Für Ihr Büro ist der Mangelfolgeschaden die Position, bei der eine Berufshaftpflichtversicherung ihren eigentlichen Zweck erfüllt. Die Mangelbeseitigung tragen Sie selbst — aber sie ist meist der kleinere Betrag. Was ein Bauvorhaben wirtschaftlich gefährlich macht, sind die Schäden ringsum: durchfeuchtete Nachbargewerke, beschädigtes Inventar, zerstörte Ausbauleistungen.

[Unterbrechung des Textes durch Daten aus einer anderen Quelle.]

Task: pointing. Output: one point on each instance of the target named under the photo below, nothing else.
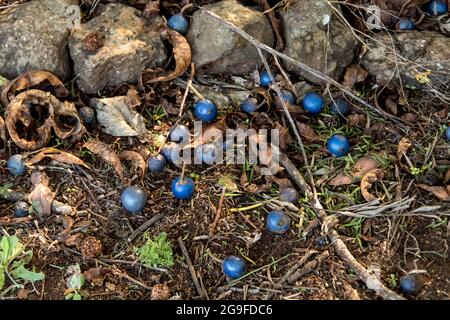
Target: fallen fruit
(249, 105)
(410, 283)
(156, 163)
(234, 267)
(278, 222)
(289, 194)
(205, 110)
(313, 103)
(21, 209)
(206, 153)
(183, 189)
(437, 8)
(133, 199)
(340, 107)
(180, 133)
(87, 115)
(264, 79)
(178, 23)
(338, 145)
(16, 165)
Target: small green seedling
(157, 252)
(13, 258)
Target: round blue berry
(179, 24)
(205, 110)
(133, 199)
(410, 284)
(288, 96)
(338, 145)
(16, 165)
(289, 194)
(249, 105)
(437, 8)
(406, 24)
(183, 189)
(264, 79)
(180, 133)
(87, 115)
(156, 163)
(340, 107)
(21, 209)
(313, 103)
(234, 267)
(278, 222)
(206, 153)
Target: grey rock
(33, 36)
(216, 49)
(115, 47)
(328, 47)
(415, 52)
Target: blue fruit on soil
(313, 103)
(21, 209)
(278, 222)
(249, 105)
(180, 133)
(205, 110)
(156, 163)
(437, 8)
(406, 24)
(288, 96)
(264, 79)
(183, 189)
(87, 115)
(338, 145)
(340, 107)
(207, 153)
(410, 284)
(179, 23)
(16, 165)
(234, 267)
(288, 194)
(133, 199)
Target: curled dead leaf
(41, 197)
(136, 159)
(442, 193)
(366, 182)
(57, 155)
(181, 52)
(32, 79)
(107, 153)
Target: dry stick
(218, 212)
(191, 268)
(144, 227)
(299, 64)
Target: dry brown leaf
(41, 197)
(367, 181)
(32, 79)
(107, 153)
(181, 52)
(57, 155)
(136, 159)
(307, 132)
(354, 74)
(441, 193)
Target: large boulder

Zwei Punkte für die Praxis:

  • Trennen Sie die Positionen früh. Bauherren machen Nachbesserung und Folgeschäden in einer Summe geltend. Erst die Aufschlüsselung zeigt, welcher Teil überhaupt versicherungsrelevant ist — und sie ist die Grundlage jeder sinnvollen Schadenmeldung.
  • Melden Sie früh und vollständig. Die Schadenmeldung gehört zu Ihren Obliegenheiten. Bei Folgeschäden zeigt sich der volle Umfang oft erst nach Monaten; eine frühe Meldung schützt den Versicherungsschutz.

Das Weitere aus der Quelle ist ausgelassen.